Drame de la Citadelle : entre deuil national et faillite des responsabilités publiques

La tragédie survenue le 11 avril 2026 à la Citadelle Laferrière, ayant coûté la vie à une trentaine de personnes, continue de susciter une vive émotion à travers le pays. Dans une note empreinte de compassion, l’Association des Femmes Soleil d’Haïti (AFASDA) a exprimé sa solidarité envers les familles endeuillées, tout en appelant à la dignité et au respect de la mémoire des victimes. Mais au-delà de l’hommage, ce drame met en lumière une réalité troublante : l’absence persistante de mesures sérieuses pour encadrer et sécuriser des sites pourtant hautement fréquentés.
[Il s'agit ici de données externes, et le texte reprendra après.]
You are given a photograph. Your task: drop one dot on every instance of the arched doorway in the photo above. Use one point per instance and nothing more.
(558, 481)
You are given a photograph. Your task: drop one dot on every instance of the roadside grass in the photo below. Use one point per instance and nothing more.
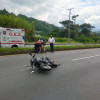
(9, 51)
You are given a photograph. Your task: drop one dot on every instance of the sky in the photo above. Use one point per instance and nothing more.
(55, 11)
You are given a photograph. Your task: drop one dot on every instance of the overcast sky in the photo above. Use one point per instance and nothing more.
(54, 11)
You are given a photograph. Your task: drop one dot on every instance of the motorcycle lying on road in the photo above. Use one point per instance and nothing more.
(44, 64)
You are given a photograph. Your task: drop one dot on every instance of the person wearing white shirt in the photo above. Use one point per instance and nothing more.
(51, 40)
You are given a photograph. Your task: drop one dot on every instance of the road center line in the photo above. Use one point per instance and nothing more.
(85, 57)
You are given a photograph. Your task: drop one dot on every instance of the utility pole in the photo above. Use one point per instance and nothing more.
(69, 24)
(74, 18)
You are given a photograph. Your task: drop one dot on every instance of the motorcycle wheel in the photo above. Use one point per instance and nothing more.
(45, 67)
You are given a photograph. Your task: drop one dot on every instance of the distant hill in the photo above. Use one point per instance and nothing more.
(41, 26)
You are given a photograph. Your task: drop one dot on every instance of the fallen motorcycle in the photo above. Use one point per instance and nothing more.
(44, 64)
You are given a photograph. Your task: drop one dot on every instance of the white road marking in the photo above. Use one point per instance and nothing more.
(85, 57)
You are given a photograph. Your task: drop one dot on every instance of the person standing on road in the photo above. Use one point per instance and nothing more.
(38, 46)
(51, 40)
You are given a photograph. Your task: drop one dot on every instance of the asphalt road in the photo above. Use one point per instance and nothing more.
(78, 77)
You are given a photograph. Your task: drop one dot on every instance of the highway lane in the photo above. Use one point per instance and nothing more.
(78, 77)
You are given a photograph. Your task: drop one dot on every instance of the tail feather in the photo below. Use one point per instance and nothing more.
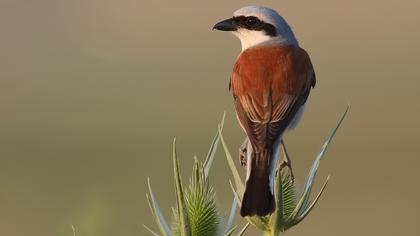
(258, 198)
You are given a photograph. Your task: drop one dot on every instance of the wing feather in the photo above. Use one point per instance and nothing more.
(269, 85)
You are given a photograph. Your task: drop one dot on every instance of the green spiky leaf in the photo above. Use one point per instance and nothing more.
(157, 214)
(200, 201)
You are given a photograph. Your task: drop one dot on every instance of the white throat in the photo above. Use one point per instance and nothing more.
(251, 38)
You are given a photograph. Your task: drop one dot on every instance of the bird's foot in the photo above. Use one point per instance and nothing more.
(242, 156)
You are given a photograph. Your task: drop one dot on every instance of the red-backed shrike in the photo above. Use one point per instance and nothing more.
(270, 82)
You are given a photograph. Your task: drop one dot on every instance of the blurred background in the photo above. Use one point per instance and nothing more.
(93, 92)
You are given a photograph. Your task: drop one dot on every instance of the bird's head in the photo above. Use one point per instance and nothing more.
(255, 25)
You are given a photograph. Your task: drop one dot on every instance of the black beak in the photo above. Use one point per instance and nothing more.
(226, 25)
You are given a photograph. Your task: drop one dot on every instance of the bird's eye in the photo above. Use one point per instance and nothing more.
(252, 21)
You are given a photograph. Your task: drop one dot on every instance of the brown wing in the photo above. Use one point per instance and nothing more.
(269, 85)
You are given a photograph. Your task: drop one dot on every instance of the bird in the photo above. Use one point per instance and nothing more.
(270, 82)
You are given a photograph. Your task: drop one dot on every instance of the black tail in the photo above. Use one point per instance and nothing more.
(258, 198)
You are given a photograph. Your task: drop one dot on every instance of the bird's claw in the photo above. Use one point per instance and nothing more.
(242, 156)
(289, 166)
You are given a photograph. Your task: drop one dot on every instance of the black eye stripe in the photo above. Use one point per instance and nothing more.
(253, 23)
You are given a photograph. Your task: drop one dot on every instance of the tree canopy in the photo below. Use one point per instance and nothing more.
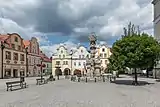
(134, 50)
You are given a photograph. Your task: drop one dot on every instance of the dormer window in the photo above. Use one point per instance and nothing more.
(16, 39)
(103, 50)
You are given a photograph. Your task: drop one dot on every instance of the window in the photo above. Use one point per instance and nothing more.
(13, 46)
(19, 48)
(22, 57)
(15, 56)
(66, 62)
(106, 61)
(8, 55)
(103, 50)
(34, 60)
(101, 55)
(57, 62)
(16, 39)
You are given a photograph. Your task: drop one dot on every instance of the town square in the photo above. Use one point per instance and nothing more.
(79, 53)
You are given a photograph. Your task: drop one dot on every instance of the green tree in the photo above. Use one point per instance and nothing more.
(135, 50)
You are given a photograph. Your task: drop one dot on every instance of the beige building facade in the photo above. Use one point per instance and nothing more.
(69, 61)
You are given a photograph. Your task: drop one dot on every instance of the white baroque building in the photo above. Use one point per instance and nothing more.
(68, 60)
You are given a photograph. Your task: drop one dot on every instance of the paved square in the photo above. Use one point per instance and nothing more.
(64, 93)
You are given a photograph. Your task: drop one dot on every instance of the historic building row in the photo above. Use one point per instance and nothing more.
(19, 56)
(69, 60)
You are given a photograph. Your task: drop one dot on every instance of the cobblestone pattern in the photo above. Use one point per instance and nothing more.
(64, 93)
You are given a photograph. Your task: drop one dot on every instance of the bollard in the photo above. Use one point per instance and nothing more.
(86, 79)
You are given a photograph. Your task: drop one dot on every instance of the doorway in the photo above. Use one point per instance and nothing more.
(15, 73)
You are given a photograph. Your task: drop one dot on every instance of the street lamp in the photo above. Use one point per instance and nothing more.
(26, 50)
(2, 49)
(41, 66)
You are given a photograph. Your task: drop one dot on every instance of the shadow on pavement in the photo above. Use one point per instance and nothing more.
(130, 82)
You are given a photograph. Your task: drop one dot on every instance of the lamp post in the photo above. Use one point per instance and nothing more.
(41, 66)
(26, 49)
(2, 49)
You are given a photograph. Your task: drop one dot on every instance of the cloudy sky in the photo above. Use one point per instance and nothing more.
(69, 22)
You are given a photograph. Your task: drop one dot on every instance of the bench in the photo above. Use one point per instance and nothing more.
(14, 84)
(41, 81)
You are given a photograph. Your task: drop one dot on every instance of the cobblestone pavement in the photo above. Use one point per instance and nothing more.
(64, 93)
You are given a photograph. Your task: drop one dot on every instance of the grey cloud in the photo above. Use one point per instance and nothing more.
(47, 17)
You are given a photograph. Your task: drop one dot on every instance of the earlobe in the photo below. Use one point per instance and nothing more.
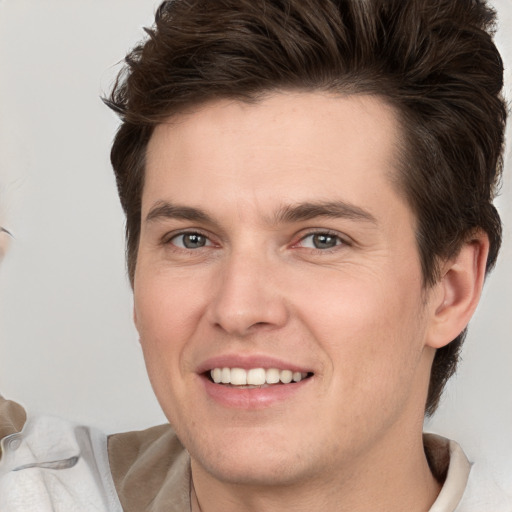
(458, 291)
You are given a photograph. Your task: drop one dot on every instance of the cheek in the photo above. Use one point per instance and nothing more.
(166, 315)
(371, 330)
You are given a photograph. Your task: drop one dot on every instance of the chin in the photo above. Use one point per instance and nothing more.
(249, 462)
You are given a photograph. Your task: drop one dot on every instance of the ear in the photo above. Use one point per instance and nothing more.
(457, 293)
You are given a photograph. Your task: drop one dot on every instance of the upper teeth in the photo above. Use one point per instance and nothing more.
(254, 376)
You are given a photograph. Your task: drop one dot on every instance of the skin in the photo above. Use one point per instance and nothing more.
(355, 314)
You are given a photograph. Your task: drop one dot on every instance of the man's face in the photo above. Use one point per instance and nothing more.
(274, 243)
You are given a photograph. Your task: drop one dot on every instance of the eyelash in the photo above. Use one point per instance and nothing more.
(340, 241)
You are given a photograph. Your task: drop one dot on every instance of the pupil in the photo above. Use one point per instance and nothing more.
(193, 241)
(323, 241)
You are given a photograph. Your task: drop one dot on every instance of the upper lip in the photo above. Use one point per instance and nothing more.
(248, 362)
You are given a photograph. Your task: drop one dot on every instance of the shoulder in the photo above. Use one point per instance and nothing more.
(150, 468)
(12, 417)
(467, 486)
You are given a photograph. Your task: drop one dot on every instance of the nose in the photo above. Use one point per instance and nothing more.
(248, 296)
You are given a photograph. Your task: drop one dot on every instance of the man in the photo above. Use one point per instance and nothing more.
(308, 189)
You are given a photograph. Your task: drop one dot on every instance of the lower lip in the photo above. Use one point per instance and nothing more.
(252, 398)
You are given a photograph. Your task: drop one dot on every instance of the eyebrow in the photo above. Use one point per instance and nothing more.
(286, 214)
(165, 210)
(331, 209)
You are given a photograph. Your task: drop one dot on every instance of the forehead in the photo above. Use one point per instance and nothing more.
(287, 148)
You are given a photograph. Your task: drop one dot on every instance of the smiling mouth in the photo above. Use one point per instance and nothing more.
(255, 377)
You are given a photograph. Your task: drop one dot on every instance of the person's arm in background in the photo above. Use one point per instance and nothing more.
(12, 417)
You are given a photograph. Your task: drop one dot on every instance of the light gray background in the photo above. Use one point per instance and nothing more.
(67, 344)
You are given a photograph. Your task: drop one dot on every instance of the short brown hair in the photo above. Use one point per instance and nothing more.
(434, 61)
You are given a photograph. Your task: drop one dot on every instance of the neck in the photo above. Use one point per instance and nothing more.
(390, 480)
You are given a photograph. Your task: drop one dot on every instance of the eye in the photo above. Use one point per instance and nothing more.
(320, 241)
(190, 241)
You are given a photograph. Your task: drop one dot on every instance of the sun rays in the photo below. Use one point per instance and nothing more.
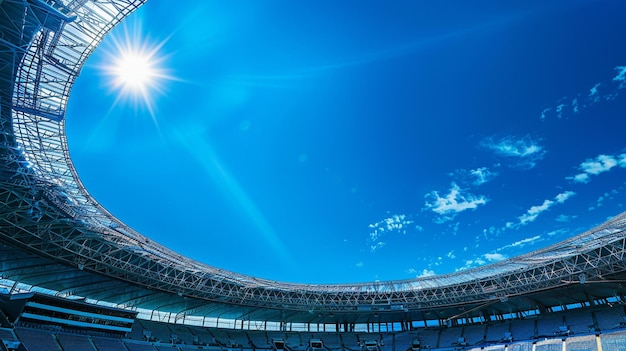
(136, 71)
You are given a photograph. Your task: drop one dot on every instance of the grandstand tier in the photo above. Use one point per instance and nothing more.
(55, 236)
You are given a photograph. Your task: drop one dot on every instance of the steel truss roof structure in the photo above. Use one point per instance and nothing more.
(49, 221)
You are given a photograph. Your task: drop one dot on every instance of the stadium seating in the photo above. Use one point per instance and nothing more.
(75, 342)
(581, 343)
(474, 334)
(108, 344)
(610, 318)
(37, 339)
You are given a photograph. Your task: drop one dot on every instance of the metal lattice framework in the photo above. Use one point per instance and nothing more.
(48, 214)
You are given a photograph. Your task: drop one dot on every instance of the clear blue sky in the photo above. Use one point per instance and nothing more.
(344, 141)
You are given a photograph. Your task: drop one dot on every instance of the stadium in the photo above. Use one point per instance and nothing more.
(77, 278)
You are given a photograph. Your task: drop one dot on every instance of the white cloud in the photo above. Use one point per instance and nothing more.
(600, 164)
(593, 92)
(494, 257)
(559, 110)
(426, 273)
(379, 245)
(520, 243)
(395, 223)
(562, 197)
(534, 211)
(564, 218)
(557, 232)
(482, 175)
(524, 151)
(621, 76)
(454, 202)
(544, 113)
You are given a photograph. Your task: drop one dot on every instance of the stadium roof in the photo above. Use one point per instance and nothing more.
(69, 243)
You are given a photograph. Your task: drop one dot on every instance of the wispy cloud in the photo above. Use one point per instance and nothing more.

L’indignation grandit face à ce qui apparaît de plus en plus comme une défaillance structurelle des autorités publiques. Comment un site aussi emblématique et fréquenté a-t-il pu être le théâtre d’une telle catastrophe sans dispositifs de prévention adéquats ? L’absence de signalisation, de contrôle des flux ou encore de plan d’urgence soulève des interrogations légitimes. Cette situation illustre, une fois de plus, une gestion approximative des espaces publics où la vie des citoyens semble reléguée au second plan.

Dans ce contexte, l’appel de l’AFASDA à l’ouverture d’une enquête « rigoureuse, rapide et indépendante » résonne comme une exigence minimale. Il ne s’agit pas seulement de comprendre les circonstances du drame, mais surtout d’identifier clairement les responsabilités. Trop souvent, les catastrophes en Haïti sombrent dans l’oubli, sans que justice ne soit rendue. Cette culture de l’impunité alimente un cycle dangereux où les mêmes erreurs se répètent, au détriment des populations.

Enfin, cette tragédie doit servir de point de rupture. Il est impératif que les autorités adoptent des mesures concrètes pour sécuriser les sites touristiques et publics à travers le pays. Au-delà des discours, c’est une réforme en profondeur de la gouvernance locale et nationale qui s’impose. Garantir la sécurité des citoyens ne devrait pas être une option, mais une obligation fondamentale. Sans une volonté politique claire et des actions tangibles, le pays risque de continuer à compter ses morts dans l’indifférence et l’irresponsabilité.